Bypassing the switch in the attic didn’t help either. Now I’m heading to the main router, reset, shuffling of cable connections, no improvement. Then I attach my problematic laptop to a separate line that is running directly down to the router. Joy!

Interestingly, not only did the networking go back to normal, so did the odd CPU readings.

The evidence was now pointing to a problem in the cabling from the downstream switch all the way to the main router. The worst case scenario was that the cable would have to be replaced, and most of it is behind walls that were put in when the house was massively reworked over a decade ago. I was not looking forward to that, and was envisaging needing some surface-mounted ducting as the existing cable is inaccessible.

However, there are other places that cables can fail, and these places are accessible. The ends of the cables, for example. I checked the cables at the main router, then at the first downstream switch and at the second switch closest to the laptop. No problems were found.

Then I remembered that the uplink cable of the second switch goes to a wall junction, buried behind a desk. On my hands and knees, with a torch held in my teeth, I got to the junction and tried to extract the connector. This thing had been in place, untouched, since the builders were here and it was not going to move easy. Some space would have to be cleared so I could access it easier. Climbing out from under the desk, I briefly rechecked the laptop and noticed the network had somewhat improved. No longer at 10% usual capacity, it was now at about 30%.

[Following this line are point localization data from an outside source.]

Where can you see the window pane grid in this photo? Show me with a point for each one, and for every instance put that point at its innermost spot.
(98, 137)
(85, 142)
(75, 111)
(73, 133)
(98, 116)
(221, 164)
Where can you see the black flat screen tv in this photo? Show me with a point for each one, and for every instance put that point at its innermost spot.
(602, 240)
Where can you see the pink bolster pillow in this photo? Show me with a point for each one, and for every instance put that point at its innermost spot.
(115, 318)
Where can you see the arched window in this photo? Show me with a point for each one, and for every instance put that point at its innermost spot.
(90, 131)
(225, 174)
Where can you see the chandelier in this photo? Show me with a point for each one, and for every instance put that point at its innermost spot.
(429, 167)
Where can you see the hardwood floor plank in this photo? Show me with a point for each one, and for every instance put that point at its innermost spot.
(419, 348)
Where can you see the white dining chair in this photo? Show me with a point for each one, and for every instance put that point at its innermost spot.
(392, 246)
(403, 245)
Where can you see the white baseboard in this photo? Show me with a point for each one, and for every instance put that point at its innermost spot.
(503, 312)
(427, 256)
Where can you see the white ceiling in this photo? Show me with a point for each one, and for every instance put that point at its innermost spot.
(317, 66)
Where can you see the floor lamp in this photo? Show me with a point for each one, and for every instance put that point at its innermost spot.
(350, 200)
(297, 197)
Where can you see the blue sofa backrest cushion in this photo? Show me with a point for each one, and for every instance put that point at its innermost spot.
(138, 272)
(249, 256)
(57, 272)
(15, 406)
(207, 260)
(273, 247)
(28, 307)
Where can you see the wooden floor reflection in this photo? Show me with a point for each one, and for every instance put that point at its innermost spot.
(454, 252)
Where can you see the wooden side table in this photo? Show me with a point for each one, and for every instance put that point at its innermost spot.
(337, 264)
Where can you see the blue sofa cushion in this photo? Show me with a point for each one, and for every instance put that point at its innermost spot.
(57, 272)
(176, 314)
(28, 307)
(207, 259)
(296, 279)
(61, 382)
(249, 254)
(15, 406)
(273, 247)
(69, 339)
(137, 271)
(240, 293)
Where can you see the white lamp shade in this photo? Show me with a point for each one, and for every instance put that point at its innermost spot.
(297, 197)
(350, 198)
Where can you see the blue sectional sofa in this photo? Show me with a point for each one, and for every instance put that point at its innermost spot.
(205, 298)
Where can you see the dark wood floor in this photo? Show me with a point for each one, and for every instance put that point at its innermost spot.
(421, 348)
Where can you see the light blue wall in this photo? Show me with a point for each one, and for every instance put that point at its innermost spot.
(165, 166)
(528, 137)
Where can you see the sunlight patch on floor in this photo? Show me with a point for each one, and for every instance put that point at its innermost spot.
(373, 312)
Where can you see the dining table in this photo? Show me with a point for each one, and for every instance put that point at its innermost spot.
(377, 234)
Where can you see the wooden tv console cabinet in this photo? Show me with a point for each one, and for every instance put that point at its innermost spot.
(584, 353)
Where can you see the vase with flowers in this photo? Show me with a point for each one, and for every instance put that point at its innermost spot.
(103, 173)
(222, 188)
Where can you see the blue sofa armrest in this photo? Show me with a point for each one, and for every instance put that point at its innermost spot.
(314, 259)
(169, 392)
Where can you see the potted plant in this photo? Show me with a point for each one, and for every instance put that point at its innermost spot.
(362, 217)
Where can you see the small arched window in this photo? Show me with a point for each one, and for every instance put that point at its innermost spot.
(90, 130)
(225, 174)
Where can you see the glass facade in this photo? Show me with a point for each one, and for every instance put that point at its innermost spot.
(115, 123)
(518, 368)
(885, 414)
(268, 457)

At this point I was thinking that either it’s the wall connector, meaning the desk would have to come out, and some work done on the wall to replace the connector, or maybe the short uplink cable between the wall and the switch. I hoped for the latter, grabbed a fresh cable from my supplies, clamped the torch in my teeth and went back to under-desk cave snorkelling.

One more tug on the old cable and the plastic lug snapped as the cable was withdrawn, turning the plastic into a blade-like weapon. My first thought was that I’d have to crimp a new connector onto the cable, but with a high-grade new cable in my other hand I decided the old one could be retired, forever. I clicked the new cable into place, and went back to the laptop.

100% network throughput.

Changing the cable took just a minute. Discovering that the cable was causing my odd CPU behaviour took THREE DAYS, a bruised shoulder (from crawling in the attic), a sore head (from hitting it while snorkelling), and a cut finger (blade-like plastic lug). All good reasons why we pay other people to do tech support.